La suspension n’aura duré qu’une semaine. Le 4 février dernier, la FSL avait pris la décision de suspendre provisoirement les face-à-face et open-press. Suite à cela, des engagements et mesures ont été pris par l’ensemble des acteurs de la lutte allant dans le sens de lutter contre la violence dans l’arène. Satisfait et rassuré, Bira Sène lève les suspensions.

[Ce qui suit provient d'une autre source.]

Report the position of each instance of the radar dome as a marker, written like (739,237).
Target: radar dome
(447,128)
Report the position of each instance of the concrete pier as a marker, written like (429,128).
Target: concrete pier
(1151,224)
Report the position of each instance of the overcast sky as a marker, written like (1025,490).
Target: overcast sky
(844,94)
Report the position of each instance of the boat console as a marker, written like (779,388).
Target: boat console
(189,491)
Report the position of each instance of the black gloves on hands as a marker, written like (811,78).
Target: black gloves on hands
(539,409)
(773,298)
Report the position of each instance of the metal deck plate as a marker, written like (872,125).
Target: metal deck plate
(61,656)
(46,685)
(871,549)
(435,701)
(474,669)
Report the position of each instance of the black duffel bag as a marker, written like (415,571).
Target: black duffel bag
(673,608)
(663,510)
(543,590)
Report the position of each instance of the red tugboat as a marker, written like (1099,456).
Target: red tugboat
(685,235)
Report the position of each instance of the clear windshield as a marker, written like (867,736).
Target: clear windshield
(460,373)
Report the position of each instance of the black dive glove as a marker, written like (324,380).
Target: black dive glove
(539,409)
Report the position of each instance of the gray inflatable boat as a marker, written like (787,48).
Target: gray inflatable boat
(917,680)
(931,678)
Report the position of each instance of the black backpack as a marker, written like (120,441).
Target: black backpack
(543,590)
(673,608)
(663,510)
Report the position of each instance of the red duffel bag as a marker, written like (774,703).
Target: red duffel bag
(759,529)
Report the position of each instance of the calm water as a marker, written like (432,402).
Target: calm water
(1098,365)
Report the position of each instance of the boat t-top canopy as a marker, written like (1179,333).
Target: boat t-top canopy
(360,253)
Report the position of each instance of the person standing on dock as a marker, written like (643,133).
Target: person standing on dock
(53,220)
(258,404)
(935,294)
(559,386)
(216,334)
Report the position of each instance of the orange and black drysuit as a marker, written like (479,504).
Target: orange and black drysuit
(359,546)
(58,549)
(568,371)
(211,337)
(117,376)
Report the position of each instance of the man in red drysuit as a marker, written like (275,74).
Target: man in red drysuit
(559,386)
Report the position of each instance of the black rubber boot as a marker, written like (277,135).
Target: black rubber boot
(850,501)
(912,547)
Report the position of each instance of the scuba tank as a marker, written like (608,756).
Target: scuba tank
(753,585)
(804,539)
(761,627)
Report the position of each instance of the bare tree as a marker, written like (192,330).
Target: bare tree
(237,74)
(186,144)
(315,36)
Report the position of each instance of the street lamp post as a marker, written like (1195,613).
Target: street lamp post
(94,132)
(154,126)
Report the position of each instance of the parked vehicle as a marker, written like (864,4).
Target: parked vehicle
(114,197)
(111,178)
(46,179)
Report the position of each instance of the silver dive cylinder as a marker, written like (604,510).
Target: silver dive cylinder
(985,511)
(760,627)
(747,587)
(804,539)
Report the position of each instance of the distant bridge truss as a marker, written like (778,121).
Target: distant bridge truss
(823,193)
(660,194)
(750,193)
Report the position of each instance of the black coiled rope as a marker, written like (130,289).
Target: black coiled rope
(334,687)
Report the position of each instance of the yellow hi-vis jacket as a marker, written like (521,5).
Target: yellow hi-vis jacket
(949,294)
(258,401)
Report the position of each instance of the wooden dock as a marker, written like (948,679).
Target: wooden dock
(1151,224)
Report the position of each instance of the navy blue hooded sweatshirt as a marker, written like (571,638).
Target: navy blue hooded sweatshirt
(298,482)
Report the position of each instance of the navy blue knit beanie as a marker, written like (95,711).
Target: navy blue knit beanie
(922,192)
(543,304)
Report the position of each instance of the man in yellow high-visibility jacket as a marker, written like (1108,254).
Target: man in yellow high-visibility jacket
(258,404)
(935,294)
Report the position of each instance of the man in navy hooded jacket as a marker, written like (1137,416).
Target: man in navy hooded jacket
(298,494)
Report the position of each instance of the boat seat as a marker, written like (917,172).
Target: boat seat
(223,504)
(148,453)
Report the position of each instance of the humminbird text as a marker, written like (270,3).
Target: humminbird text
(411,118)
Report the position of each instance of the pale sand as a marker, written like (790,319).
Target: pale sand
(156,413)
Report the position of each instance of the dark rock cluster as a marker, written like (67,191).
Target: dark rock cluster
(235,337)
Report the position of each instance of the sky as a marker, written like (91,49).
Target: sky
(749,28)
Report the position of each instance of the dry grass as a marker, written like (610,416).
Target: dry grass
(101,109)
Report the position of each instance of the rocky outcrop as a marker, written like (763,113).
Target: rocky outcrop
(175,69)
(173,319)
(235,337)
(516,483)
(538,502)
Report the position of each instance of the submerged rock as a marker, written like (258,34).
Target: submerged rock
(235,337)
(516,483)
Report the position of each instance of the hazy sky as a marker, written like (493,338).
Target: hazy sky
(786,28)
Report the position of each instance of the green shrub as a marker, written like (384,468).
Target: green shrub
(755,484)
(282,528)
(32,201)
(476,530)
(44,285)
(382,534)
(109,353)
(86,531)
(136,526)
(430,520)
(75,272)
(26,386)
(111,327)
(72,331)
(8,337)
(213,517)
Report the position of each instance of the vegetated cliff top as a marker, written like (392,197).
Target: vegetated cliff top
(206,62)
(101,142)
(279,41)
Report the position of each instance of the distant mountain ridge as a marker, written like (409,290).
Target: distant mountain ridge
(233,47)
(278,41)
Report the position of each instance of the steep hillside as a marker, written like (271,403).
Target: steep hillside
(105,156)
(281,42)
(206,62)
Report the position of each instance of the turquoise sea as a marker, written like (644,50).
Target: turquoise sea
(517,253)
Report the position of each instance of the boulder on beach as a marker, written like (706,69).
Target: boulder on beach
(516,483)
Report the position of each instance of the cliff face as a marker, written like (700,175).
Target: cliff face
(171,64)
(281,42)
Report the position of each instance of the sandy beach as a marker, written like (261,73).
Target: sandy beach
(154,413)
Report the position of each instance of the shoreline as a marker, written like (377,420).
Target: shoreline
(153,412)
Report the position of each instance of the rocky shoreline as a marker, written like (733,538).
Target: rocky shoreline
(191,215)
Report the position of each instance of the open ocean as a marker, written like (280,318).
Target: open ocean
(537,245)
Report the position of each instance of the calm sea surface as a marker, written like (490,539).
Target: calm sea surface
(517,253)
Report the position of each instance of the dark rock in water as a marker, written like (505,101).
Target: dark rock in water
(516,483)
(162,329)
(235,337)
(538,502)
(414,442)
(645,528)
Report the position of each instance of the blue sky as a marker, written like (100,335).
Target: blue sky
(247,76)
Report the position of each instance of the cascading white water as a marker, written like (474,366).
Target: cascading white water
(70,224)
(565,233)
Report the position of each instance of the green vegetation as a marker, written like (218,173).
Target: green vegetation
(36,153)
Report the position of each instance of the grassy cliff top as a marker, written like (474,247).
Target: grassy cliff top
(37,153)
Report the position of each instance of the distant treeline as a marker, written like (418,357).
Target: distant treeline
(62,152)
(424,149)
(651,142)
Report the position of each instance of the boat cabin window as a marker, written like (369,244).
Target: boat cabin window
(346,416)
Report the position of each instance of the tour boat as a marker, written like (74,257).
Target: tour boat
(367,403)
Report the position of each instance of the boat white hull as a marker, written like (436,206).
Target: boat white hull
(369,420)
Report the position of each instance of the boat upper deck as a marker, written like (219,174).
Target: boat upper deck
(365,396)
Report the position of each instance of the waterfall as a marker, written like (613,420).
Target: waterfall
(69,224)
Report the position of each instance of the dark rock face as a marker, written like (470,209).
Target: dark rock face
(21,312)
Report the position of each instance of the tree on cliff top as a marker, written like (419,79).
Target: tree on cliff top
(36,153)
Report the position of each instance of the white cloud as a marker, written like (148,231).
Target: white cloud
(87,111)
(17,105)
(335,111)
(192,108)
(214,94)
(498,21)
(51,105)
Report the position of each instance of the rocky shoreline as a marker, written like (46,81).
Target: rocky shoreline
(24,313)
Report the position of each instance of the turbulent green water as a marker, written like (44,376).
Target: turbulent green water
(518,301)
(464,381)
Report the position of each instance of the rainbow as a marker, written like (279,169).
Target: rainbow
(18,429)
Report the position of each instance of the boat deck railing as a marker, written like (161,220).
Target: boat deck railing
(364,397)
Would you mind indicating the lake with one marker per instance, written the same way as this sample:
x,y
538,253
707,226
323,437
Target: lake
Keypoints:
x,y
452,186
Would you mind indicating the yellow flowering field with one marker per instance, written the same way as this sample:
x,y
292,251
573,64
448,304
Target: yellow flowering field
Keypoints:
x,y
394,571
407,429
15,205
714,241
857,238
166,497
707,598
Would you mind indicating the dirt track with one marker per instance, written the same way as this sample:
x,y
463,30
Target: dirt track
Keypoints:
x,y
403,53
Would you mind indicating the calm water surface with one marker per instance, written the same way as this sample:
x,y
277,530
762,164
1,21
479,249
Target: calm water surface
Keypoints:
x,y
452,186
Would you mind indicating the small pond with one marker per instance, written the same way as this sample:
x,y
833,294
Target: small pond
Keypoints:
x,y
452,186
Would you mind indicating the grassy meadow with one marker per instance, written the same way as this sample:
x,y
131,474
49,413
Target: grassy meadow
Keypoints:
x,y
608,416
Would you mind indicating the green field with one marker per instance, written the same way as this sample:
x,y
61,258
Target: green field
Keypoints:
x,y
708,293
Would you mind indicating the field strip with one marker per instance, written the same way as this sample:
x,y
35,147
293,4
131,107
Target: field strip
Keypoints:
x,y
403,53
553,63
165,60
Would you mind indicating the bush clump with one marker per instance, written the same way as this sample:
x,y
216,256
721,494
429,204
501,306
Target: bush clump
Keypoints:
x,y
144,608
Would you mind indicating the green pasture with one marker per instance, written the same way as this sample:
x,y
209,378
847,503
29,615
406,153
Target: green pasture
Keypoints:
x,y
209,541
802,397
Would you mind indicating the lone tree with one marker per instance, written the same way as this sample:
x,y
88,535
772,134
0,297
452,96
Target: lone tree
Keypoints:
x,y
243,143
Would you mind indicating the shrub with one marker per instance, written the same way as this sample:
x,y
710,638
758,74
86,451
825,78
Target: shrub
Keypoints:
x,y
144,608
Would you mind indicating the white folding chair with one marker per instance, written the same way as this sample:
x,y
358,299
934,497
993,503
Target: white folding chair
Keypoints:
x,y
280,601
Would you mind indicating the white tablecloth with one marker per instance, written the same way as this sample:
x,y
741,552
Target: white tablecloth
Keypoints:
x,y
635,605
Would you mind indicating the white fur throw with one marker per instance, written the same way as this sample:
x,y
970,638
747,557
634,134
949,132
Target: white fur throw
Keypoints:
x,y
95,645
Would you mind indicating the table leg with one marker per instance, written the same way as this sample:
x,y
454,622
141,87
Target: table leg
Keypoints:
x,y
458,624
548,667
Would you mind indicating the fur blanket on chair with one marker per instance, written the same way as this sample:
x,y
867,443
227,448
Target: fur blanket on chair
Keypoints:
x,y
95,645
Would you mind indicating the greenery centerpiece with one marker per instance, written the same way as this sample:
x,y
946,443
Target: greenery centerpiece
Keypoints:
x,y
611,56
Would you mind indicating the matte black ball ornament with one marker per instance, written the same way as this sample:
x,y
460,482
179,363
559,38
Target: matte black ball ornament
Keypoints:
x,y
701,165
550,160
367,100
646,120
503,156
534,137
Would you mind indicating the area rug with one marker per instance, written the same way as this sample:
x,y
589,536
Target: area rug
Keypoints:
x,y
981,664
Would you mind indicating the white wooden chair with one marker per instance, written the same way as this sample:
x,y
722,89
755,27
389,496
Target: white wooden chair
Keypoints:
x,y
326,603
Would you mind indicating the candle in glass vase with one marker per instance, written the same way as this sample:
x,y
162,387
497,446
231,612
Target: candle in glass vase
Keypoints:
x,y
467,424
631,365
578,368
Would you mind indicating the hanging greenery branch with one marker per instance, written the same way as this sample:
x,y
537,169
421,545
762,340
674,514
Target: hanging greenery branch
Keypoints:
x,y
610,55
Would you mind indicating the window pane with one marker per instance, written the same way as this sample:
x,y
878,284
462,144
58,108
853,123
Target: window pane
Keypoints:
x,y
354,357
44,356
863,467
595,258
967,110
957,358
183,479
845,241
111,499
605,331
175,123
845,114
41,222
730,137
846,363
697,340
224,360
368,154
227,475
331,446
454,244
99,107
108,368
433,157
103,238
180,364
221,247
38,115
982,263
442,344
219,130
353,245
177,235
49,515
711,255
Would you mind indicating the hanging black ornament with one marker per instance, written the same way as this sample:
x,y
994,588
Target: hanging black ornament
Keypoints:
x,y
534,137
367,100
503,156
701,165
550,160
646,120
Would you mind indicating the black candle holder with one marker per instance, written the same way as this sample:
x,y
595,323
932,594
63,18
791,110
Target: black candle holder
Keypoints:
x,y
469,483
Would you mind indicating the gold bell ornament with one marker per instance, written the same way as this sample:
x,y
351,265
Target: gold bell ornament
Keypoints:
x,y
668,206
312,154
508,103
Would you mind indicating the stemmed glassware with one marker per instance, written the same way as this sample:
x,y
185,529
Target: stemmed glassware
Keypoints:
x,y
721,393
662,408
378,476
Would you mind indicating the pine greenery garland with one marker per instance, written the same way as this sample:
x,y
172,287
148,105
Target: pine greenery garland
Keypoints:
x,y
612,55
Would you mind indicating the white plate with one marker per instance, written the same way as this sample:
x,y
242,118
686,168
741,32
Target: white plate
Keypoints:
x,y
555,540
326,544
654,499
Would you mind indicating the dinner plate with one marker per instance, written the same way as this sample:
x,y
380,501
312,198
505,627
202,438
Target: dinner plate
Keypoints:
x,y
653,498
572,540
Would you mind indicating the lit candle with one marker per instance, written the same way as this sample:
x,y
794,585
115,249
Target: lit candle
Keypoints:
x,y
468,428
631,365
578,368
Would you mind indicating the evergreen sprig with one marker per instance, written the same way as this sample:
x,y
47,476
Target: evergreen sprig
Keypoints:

La semaine dernière, la fédération de lutte avait pris la décision de suspendre les face-à-face et open-press suite aux violences notées dans les rencontres de la lutte. Une décision qui avait incité à des efforts collectifs pour prendre des mesures idoines afin d’éloigner la violence dans l’arène. C’est dans ce cadre que le gouverneur de Dakar avait convoqué les acteurs. Suite à cela, les acteurs se sont impliqués pour lutter contre la violence dans l’arène notamment : «Les prises de position publique de nombreux lutteurs en faveur de la non-violence et du respect des règles, la démarche collective des promoteurs réaffirmant leur engagement à respecter et faire respecter l’ensemble des textes réglementaires, l’adhésion formelle aux dispositions prévues dans les conventions et surtout dans l’avenant encadrant l’organisation des face-à-face », témoignent aux yeux de la fédération de lutte «Une prise de conscience salutaire et d’une volonté commune de préserver l’image, la sécurité et la stabilité de notre discipline ». Des efforts, qui méritent selon la FSL : « La levée de suspension des cérémonies de face-à-face et la reprise des séances d’open presse », a indiqué la FSL dans une circulaire signée lundi.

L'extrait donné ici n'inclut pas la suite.